Class XMeans<V extends elki.data.NumberVector,​M extends MeanModel>

  • Type Parameters:
    V - Vector type
    M - Model type
    All Implemented Interfaces:
    elki.Algorithm, ClusteringAlgorithm<Clustering<M>>, KMeans<V,​M>
    Direct Known Subclasses:
    GMeans

    @Title("X-means")
    @Reference(authors="D. Pelleg, A. Moore",
               title="X-means: Extending K-means with Efficient Estimation on the Number of Clusters",
               booktitle="Proc. 17th Int. Conf. on Machine Learning (ICML 2000)",
               url="http://www.pelleg.org/shared/hp/download/xmeans.ps",
               bibkey="DBLP:conf/icml/PellegM00")
    public class XMeans<V extends elki.data.NumberVector,​M extends MeanModel>
    extends AbstractKMeans<V,​M>
    X-means: Extending K-means with Efficient Estimation on the Number of Clusters.
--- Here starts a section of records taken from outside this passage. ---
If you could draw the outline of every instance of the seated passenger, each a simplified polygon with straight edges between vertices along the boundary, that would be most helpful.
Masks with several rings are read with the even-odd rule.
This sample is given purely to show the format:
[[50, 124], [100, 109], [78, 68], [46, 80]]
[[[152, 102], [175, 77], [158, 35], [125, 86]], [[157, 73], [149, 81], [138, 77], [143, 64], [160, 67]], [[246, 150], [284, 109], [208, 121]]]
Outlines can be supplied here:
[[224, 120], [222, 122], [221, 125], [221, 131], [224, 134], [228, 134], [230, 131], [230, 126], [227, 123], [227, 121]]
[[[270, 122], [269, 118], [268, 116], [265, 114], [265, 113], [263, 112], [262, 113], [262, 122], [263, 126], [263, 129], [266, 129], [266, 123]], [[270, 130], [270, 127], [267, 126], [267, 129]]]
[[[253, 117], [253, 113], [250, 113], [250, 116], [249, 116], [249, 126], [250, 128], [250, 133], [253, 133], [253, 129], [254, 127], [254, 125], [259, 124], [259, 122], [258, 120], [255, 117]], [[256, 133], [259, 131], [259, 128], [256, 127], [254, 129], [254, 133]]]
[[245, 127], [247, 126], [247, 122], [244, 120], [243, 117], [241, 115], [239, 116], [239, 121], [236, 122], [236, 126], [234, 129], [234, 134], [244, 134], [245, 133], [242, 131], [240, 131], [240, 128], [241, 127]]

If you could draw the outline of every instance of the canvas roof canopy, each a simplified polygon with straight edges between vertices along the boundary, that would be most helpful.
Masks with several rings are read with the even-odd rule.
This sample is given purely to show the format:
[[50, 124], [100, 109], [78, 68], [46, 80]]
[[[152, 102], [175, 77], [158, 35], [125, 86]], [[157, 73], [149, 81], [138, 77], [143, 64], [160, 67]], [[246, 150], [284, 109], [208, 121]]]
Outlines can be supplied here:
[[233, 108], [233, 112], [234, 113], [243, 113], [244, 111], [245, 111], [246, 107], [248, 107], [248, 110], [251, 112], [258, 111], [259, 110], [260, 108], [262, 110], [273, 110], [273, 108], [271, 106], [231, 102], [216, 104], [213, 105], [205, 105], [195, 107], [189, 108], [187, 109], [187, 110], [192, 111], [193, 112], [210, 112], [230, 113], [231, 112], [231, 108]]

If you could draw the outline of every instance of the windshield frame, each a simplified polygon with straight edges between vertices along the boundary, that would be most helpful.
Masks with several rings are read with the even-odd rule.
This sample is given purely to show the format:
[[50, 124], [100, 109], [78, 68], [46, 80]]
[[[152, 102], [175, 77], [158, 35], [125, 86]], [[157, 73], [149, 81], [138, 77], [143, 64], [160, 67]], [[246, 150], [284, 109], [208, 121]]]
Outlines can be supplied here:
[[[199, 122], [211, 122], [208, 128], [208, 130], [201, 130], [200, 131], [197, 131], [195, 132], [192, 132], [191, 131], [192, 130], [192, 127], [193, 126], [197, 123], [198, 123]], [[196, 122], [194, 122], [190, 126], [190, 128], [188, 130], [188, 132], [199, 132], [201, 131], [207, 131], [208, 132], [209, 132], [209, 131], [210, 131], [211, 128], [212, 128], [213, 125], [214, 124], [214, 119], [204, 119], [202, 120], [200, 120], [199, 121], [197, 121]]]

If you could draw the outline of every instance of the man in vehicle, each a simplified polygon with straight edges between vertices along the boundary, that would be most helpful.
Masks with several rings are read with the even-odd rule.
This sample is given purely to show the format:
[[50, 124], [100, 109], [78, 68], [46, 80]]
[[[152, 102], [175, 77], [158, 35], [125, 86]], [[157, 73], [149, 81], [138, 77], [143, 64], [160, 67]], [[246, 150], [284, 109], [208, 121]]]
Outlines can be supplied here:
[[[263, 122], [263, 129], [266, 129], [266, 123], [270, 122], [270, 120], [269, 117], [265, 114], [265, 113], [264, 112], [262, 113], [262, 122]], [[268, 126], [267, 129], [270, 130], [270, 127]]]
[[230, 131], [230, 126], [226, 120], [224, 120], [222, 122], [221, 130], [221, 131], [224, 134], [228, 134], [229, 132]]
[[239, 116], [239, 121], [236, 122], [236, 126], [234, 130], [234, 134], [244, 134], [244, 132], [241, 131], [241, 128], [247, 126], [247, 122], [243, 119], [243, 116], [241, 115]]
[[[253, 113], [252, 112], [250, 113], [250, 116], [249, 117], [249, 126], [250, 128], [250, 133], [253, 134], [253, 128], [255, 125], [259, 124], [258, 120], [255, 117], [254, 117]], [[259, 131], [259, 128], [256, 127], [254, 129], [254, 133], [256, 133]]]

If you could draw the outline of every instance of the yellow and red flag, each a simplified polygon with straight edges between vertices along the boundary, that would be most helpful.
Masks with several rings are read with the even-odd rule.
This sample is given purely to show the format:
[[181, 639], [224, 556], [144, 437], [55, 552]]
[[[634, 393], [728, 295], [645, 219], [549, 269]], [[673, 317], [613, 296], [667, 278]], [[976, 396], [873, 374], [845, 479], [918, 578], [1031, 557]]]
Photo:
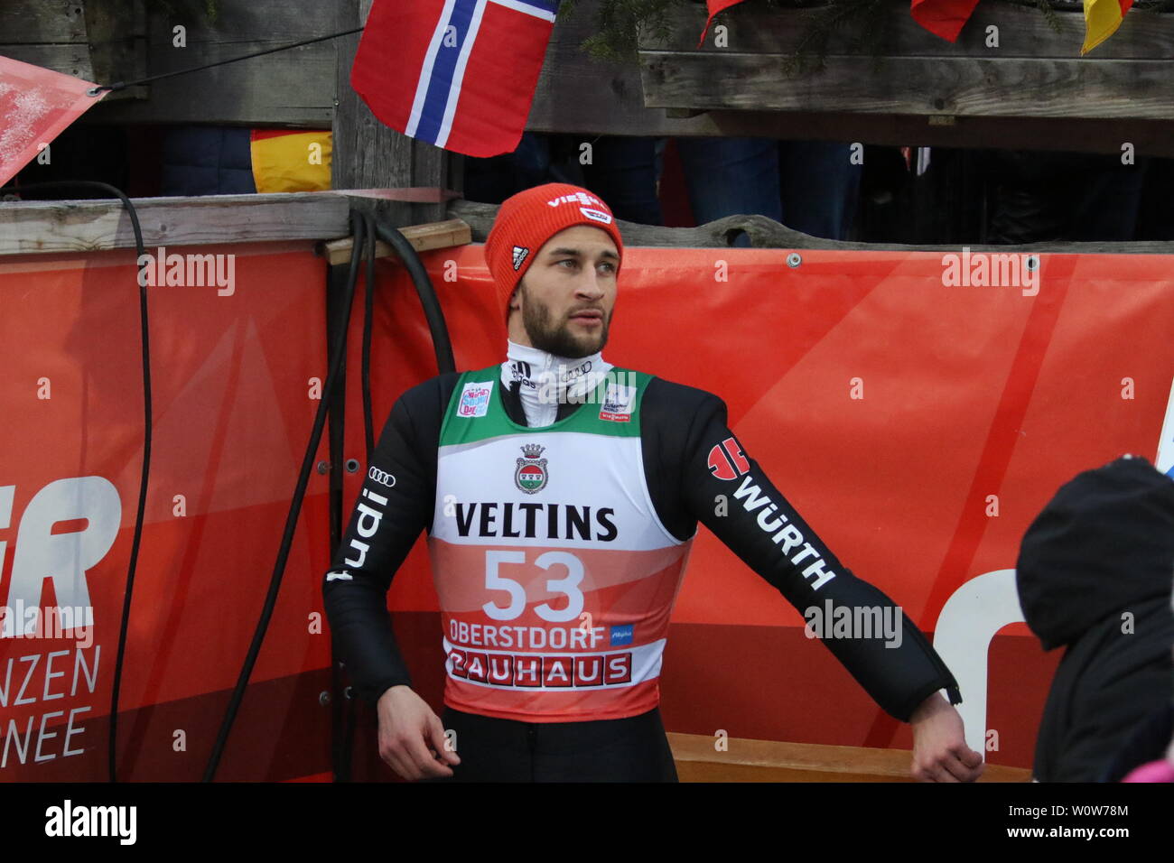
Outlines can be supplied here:
[[1080, 53], [1087, 54], [1116, 33], [1131, 6], [1133, 0], [1085, 0], [1085, 43]]

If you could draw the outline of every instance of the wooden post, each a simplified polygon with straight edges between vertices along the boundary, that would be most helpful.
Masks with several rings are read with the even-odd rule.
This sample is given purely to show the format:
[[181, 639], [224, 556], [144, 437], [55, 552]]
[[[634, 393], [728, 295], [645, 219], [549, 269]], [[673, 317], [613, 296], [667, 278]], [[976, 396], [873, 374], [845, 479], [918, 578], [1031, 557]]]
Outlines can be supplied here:
[[[338, 0], [337, 29], [366, 21], [372, 0]], [[402, 135], [384, 126], [351, 89], [351, 65], [359, 35], [337, 40], [338, 77], [335, 96], [332, 186], [335, 189], [373, 189], [412, 186], [463, 191], [464, 157]], [[389, 63], [396, 62], [393, 58]], [[378, 213], [396, 225], [440, 222], [445, 202], [405, 203], [352, 198], [356, 207]]]

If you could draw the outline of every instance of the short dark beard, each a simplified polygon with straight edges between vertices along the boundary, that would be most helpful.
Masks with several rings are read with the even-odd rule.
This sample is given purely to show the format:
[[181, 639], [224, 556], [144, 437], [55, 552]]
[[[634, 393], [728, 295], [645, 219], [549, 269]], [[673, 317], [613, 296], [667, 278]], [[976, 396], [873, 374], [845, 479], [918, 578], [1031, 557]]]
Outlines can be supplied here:
[[583, 346], [571, 335], [566, 322], [561, 326], [555, 326], [554, 316], [551, 315], [549, 306], [535, 302], [527, 295], [525, 279], [518, 290], [522, 298], [521, 324], [532, 345], [547, 353], [553, 353], [556, 357], [567, 357], [568, 359], [589, 357], [592, 353], [603, 350], [603, 345], [607, 344], [607, 328], [612, 323], [609, 316], [603, 317], [603, 324], [599, 333], [599, 344]]

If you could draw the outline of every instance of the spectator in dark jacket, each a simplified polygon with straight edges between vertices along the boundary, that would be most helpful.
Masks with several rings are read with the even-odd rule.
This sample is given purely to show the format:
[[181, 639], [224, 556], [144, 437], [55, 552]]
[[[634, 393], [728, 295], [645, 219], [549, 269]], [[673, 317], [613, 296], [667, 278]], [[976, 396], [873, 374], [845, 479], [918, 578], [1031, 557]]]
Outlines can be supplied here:
[[1107, 778], [1136, 727], [1174, 696], [1174, 481], [1140, 457], [1085, 471], [1024, 535], [1027, 626], [1064, 647], [1035, 737], [1039, 782]]

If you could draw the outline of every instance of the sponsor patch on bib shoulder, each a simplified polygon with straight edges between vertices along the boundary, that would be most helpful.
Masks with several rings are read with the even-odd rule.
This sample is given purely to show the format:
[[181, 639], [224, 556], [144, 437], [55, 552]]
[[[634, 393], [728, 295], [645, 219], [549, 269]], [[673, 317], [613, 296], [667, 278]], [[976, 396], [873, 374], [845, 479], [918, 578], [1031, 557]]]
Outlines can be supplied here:
[[613, 423], [632, 420], [632, 409], [636, 403], [636, 387], [608, 382], [603, 393], [603, 404], [599, 409], [599, 418]]
[[490, 410], [490, 393], [493, 382], [468, 383], [460, 391], [460, 404], [457, 405], [458, 417], [484, 417]]

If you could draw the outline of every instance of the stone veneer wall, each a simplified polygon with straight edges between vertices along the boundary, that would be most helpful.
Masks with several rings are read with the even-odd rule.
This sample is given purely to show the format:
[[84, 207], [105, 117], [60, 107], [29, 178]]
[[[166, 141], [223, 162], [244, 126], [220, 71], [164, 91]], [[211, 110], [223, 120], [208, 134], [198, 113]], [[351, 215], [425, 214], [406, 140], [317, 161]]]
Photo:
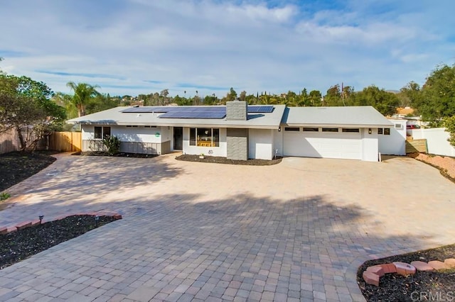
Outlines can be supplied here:
[[226, 120], [247, 121], [247, 104], [244, 101], [226, 102]]
[[248, 160], [248, 129], [228, 128], [226, 145], [228, 160]]

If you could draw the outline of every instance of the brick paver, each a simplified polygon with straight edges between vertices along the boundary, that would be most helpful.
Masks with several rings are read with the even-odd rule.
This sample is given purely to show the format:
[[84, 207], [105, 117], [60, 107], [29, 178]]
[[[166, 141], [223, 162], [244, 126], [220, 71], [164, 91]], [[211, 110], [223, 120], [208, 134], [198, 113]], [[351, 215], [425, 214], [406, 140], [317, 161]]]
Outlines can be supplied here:
[[364, 261], [455, 235], [455, 186], [410, 158], [58, 157], [8, 190], [0, 227], [38, 213], [123, 219], [1, 270], [0, 301], [362, 301]]

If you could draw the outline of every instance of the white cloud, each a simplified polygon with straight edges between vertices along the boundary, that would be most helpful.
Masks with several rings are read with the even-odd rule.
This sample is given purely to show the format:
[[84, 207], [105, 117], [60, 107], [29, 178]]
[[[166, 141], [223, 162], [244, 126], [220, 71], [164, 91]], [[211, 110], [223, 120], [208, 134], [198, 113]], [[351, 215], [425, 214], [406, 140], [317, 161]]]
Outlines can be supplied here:
[[451, 2], [439, 10], [420, 2], [410, 9], [395, 1], [351, 1], [330, 10], [318, 9], [317, 1], [306, 2], [312, 10], [282, 2], [7, 1], [0, 11], [9, 33], [0, 36], [0, 67], [55, 91], [75, 81], [114, 94], [168, 88], [188, 96], [199, 86], [205, 87], [200, 94], [221, 96], [227, 91], [213, 90], [325, 92], [341, 82], [357, 90], [371, 84], [397, 89], [454, 62], [453, 35], [437, 14], [455, 9]]

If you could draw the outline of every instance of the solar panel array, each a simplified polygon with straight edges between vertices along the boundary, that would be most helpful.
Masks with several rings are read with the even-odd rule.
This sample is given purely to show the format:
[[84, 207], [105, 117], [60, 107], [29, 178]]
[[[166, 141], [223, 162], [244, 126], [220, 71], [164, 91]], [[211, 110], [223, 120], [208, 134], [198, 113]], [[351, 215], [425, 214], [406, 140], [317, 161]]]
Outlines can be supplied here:
[[[269, 113], [273, 106], [249, 106], [248, 113]], [[226, 116], [225, 106], [140, 106], [122, 110], [125, 113], [164, 113], [162, 118], [223, 118]]]
[[132, 107], [123, 109], [120, 112], [125, 113], [151, 113], [152, 112], [163, 113], [169, 111], [169, 108], [173, 107], [165, 106], [141, 106], [141, 107]]
[[248, 113], [270, 113], [273, 111], [273, 106], [249, 106]]

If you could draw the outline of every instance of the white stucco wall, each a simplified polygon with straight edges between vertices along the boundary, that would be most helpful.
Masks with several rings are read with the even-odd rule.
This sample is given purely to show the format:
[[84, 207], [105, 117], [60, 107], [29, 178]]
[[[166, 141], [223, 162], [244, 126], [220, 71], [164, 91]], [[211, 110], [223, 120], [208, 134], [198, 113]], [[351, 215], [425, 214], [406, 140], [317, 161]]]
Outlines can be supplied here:
[[250, 129], [248, 131], [248, 158], [272, 160], [274, 155], [274, 130]]
[[428, 152], [438, 155], [454, 156], [455, 147], [447, 141], [449, 134], [444, 128], [412, 129], [410, 130], [414, 140], [427, 139]]
[[[210, 152], [211, 151], [211, 152]], [[183, 154], [200, 155], [203, 153], [206, 156], [227, 156], [226, 148], [226, 128], [220, 128], [219, 147], [198, 147], [190, 145], [190, 128], [183, 128]]]
[[371, 134], [368, 133], [369, 128], [361, 128], [362, 131], [362, 160], [367, 162], [378, 162], [378, 128], [371, 128]]
[[384, 155], [406, 155], [406, 120], [390, 121], [394, 124], [390, 135], [378, 135], [379, 152]]
[[[162, 129], [164, 127], [144, 128], [144, 126], [127, 127], [112, 125], [111, 135], [119, 138], [121, 142], [162, 142], [169, 139], [164, 139], [168, 137], [169, 131]], [[95, 125], [82, 125], [82, 140], [93, 140]], [[165, 135], [164, 135], [164, 133]]]
[[274, 155], [275, 150], [277, 150], [277, 156], [283, 156], [283, 130], [273, 130], [272, 132], [273, 133]]

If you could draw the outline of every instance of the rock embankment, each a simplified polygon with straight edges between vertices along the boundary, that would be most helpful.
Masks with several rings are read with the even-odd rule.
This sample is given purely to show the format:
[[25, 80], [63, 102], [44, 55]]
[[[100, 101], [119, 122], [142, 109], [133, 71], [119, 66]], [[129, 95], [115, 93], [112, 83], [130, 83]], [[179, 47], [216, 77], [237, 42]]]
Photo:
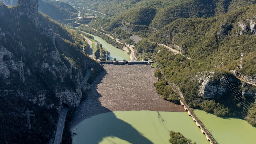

    Note: this implementation does currently not use a k-d-tree for acceleration. Also note that kmax is not a hard threshold - the algorithm can return up to 2*kmax clusters!

    Reference:

    D. Pelleg, A. Moore
    X-means: Extending K-means with Efficient Estimation on the Number of Clusters
    Proc. 17th Int. Conf. on Machine Learning (ICML 2000)

    Since:
    0.7.0
    Author:
    Tibor Goldschwendt, Erich Schubert
    • Field Detail

      • LOG

        private static final elki.logging.Logging LOG
        The logger for this class.
      • innerKMeans

        protected KMeans<V extends elki.data.NumberVector,​M extends MeanModel> innerKMeans
        Inner k-means algorithm.
      • k_min

        private int k_min
        Effective number of clusters, minimum and maximum.
      • k_max

        private int k_max
        Effective number of clusters, minimum and maximum.
      • splitInitializer

        Predefined splitInitializer
        Initializer for k-means.
      • informationCriterion

        KMeansQualityMeasure<V extends elki.data.NumberVector> informationCriterion
        Information criterion to choose the better split.
      • rnd

        elki.utilities.random.RandomFactory rnd
        Random factory.
    • Constructor Detail

      • XMeans

        public XMeans​(elki.distance.NumberVectorDistance<? super V> distance,
                      int k_min,
                      int k_max,
                      int maxiter,
                      KMeans<V,​M> innerKMeans,
                      KMeansInitialization initializer,
                      KMeansQualityMeasure<V> informationCriterion,
                      elki.utilities.random.RandomFactory random)
        Constructor.
        Parameters:
        distance - Distance function
        k_min - k_min parameter - minimum number of result clusters
        k_max - k_max parameter - maximum number of result clusters
        maxiter - Maximum number of iterations each.
        innerKMeans - K-Means variant to use inside.
        informationCriterion - The information criterion used for the splitting step
        random - Random factory
    • Method Detail

      • run

        public Clustering<M> run​(elki.database.relation.Relation<V> relation)
        Run the algorithm on a database and relation.
        Parameters:
        relation - Data relation
        Returns:
        Clustering result.
      • splitCluster

        protected java.util.List<Cluster<M>> splitCluster​(Cluster<M> parentCluster,
                                                          elki.database.relation.Relation<V> relation)
        Conditionally splits the clusters based on the information criterion.
        Parameters:
        parentCluster - Cluster to split
        relation - Data relation
        Returns:
        Parent cluster when split decreases clustering quality or child clusters when split improves clustering.
      • splitCentroid

        protected double[][] splitCentroid​(Cluster<? extends MeanModel> parentCluster,
                                           elki.database.relation.Relation<V> relation)
        Split an existing centroid into two initial centers.
        Parameters:
        parentCluster - Existing cluster
        relation - Data relation
        Returns:
        List of new centroids
      • getInputTypeRestriction

        public elki.data.type.TypeInformation[] getInputTypeRestriction()
        Specified by:
        getInputTypeRestriction in interface elki.Algorithm
        Overrides:
        getInputTypeRestriction in class AbstractKMeans<V extends elki.data.NumberVector,​M extends MeanModel>
      • getLogger

        protected elki.logging.Logging getLogger()
        Description copied from class: AbstractKMeans
        Get the (STATIC) logger for this class.
        Specified by:
        getLogger in class AbstractKMeans<V extends elki.data.NumberVector,​M extends MeanModel>
        Returns:
        the static logger